We’ll see how long she’s sitting next to me after that! “If I want you to know something about me, I’ll tell you. My other friends respect that. Why can’t you?”

“Maybe it’s because you haven’t saved my life, yet,” Ivy snaps. “The rest of them do whatever you say because of what you’ve done for them, but you can bet they all have the same questions I do.”

“And what questions are those?” I ask. Let’s get this all out in the open, if that’s what she wants. What is she really after?

Ivy squares up her shoulders and juts her perfect little chin out at me. “Why is your brother in a psych ward?”

“He went crazy.”

“Why can’t you fight?”

“People we know died.”

“I saw your hand get burned in Home Ec. How’d the burns disappear?”

“They didn’t. I never got burned in the first place.”

Ivy grits her teeth and fires again. “Why is Zander so strong?”

“He works out a lot.”

“Why don’t you like me?”

I lean toward Ivy, pushing my anger and hunger alike to their limit. “Because you have secrets, too.”

Her eyes open wider in surprise, but I don’t stay to bask in it. Without another word, she slides her tray down a few seats and stews in silence. Turning away from her, I search the cafeteria for my actual friends. Ketchup and the twins are thankfully on their way to the table, now.

I contemplate grabbing Ketchup and opting for sitting outside or in the halls, anywhere but here. Before I can gather up my tray, Noah slips into the chair across from me. I’m too surprised to say anything. I panic, knowing that Ketchup is on his way over. Hanging out with Noah is one thing, him sitting at our lunch table…with Ketchup, that’s something else entirely. A hurried excuse that will get him out of here forms on my tongue, but not fast enough.

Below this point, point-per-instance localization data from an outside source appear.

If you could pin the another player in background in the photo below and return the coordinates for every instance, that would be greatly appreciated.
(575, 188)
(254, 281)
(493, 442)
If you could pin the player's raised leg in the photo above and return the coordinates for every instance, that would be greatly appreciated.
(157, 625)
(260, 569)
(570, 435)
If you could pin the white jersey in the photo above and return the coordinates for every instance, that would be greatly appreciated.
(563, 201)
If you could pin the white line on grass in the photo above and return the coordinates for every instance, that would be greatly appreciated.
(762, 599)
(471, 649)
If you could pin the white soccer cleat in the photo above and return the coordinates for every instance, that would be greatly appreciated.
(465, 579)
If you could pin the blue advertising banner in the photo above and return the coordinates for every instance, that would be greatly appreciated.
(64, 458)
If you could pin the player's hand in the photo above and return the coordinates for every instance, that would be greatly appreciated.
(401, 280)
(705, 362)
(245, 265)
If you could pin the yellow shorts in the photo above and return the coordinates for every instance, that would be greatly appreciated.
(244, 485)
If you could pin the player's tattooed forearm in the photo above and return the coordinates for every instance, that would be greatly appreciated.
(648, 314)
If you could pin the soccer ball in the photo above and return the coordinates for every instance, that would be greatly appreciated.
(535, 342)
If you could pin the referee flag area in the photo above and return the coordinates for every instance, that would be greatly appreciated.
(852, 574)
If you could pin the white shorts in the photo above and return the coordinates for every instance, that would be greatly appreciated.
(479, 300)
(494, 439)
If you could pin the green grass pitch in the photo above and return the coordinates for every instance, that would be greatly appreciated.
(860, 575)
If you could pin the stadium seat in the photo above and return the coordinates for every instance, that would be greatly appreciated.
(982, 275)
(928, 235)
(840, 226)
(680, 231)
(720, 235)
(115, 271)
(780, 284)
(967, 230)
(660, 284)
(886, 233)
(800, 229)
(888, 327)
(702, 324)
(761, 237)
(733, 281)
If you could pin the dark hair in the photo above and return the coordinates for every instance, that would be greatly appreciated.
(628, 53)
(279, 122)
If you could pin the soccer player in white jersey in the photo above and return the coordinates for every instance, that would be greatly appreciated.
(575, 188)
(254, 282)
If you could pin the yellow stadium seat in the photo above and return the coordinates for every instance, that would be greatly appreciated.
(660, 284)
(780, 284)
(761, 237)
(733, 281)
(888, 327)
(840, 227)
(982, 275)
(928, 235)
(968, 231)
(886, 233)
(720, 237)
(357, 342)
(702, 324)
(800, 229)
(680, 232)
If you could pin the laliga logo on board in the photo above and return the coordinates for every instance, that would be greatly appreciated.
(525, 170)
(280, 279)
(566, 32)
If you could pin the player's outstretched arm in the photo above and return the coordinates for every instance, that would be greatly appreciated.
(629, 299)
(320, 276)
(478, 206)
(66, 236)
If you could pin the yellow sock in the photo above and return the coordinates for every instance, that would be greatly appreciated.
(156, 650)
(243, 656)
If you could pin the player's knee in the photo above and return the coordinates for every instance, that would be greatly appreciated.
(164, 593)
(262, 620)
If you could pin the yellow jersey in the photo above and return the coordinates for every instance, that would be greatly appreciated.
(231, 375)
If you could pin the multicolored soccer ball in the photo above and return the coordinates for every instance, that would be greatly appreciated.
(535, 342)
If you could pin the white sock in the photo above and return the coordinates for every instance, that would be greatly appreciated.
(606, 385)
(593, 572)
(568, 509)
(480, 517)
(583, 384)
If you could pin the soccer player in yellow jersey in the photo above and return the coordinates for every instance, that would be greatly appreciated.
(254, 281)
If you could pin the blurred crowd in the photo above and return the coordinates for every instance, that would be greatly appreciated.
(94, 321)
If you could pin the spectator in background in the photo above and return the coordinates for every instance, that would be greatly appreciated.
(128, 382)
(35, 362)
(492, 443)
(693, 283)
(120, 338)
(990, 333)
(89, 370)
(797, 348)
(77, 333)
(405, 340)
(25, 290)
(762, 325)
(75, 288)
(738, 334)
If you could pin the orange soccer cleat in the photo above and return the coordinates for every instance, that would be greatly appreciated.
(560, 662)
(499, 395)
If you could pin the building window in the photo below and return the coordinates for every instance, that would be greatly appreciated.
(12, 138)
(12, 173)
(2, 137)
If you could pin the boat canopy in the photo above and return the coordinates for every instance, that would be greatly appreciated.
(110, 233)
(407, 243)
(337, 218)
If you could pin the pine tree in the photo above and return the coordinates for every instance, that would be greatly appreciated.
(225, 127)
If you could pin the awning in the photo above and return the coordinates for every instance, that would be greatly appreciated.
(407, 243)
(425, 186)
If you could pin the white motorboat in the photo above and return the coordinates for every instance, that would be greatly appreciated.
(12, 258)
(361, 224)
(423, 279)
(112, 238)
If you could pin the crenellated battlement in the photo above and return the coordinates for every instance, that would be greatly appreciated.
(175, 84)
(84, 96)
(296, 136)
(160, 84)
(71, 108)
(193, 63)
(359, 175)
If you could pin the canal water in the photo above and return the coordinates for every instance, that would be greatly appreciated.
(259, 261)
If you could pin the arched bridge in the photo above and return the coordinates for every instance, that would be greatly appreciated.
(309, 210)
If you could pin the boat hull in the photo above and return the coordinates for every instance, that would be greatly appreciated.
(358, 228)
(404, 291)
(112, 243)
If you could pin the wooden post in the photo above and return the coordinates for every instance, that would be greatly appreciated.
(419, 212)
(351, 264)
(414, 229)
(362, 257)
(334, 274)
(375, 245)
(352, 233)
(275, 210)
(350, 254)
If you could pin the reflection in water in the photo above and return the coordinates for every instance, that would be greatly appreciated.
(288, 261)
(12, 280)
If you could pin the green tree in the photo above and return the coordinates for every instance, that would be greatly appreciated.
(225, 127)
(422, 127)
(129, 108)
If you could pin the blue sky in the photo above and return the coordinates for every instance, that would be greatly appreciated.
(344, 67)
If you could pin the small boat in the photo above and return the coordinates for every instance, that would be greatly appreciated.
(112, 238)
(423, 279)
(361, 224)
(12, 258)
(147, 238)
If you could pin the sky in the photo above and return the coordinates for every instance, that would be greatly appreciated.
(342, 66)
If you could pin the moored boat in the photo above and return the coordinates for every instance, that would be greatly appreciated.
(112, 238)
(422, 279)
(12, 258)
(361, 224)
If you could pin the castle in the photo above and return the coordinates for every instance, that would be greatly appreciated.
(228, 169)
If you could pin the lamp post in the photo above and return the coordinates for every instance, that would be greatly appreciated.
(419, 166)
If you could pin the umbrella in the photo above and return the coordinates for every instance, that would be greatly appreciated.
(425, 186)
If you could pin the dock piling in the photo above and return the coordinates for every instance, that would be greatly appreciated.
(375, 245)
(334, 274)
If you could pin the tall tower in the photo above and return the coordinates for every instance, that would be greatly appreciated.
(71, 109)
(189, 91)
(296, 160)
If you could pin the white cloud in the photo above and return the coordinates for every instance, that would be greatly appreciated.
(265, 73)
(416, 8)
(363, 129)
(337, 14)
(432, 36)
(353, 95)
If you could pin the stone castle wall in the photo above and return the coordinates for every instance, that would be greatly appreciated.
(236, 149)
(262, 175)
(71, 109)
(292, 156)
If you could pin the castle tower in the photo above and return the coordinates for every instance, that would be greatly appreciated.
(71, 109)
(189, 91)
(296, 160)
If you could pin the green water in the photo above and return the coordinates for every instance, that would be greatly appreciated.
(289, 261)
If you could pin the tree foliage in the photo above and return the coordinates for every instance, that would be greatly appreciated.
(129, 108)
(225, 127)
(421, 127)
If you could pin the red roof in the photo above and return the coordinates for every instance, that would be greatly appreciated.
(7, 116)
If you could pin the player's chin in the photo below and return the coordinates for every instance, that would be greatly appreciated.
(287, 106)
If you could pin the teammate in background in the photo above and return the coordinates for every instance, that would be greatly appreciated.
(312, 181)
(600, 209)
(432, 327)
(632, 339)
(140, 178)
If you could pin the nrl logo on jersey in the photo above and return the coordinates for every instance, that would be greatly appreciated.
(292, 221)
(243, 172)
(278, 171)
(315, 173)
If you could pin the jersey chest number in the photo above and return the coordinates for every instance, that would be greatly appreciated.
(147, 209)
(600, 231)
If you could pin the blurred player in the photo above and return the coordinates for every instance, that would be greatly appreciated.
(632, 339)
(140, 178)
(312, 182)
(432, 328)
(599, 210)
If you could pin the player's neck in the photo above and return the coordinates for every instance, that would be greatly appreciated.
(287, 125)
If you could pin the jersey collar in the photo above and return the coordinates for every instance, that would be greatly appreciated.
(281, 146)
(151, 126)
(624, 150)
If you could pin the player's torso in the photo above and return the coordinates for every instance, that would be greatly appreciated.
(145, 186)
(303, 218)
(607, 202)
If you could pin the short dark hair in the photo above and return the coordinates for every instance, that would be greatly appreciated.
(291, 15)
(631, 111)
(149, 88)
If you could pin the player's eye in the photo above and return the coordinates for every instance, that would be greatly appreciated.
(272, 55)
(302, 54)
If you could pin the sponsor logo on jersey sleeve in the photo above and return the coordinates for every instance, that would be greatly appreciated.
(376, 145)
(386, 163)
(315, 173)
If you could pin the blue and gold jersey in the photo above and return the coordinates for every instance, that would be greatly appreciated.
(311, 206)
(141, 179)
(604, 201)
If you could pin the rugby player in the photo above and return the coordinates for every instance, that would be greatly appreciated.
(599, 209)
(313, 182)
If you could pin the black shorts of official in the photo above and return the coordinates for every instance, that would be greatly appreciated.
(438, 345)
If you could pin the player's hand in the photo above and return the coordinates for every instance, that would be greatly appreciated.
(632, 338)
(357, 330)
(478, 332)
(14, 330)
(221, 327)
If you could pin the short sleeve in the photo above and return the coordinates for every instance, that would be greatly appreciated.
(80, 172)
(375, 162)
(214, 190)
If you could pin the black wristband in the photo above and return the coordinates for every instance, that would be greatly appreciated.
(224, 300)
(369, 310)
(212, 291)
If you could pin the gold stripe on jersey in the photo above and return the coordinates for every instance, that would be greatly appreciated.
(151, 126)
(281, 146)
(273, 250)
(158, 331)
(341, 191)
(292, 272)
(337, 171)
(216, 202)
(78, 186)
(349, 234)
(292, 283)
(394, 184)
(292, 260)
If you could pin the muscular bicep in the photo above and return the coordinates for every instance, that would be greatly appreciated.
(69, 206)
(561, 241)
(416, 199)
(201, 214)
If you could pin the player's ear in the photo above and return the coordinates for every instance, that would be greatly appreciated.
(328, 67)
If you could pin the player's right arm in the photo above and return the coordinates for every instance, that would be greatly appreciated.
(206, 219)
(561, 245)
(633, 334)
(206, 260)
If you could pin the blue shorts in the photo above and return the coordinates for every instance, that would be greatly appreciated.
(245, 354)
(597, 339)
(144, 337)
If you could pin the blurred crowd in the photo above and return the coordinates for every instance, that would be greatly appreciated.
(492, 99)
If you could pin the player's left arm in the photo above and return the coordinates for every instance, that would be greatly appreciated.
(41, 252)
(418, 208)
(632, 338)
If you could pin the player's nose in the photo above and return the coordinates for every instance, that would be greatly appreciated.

“Who are you?” a none-too-pleased voice says next to me. Unfortunately, it’s not an unfamiliar voice. My stomach drops right along with my head. I am not going to make it through this day without losing my mind.

“I’m Noah.” He extends his hand politely. Ketchup glares back at him.

“What are you doing at our table?”

“Uh, I needed to talk to Van. We’re English partners.”

“Does this look like English class?” Ketchup snarls.

“Ketchup, please,” I beg.

Ketchup’s eyes flare. “Please what?”

“He just wanted to talk for a minute.” 

The way his eyes pierce me is unnerving. “Talk? What happened? Why is he here? I would have thought you’d have told me if you saved…”

I cut him off before he can finish his sentence. “Nothing happened. Noah is my partner for the English project. He wanted to talk to me. That’s it. Just let it go, okay?”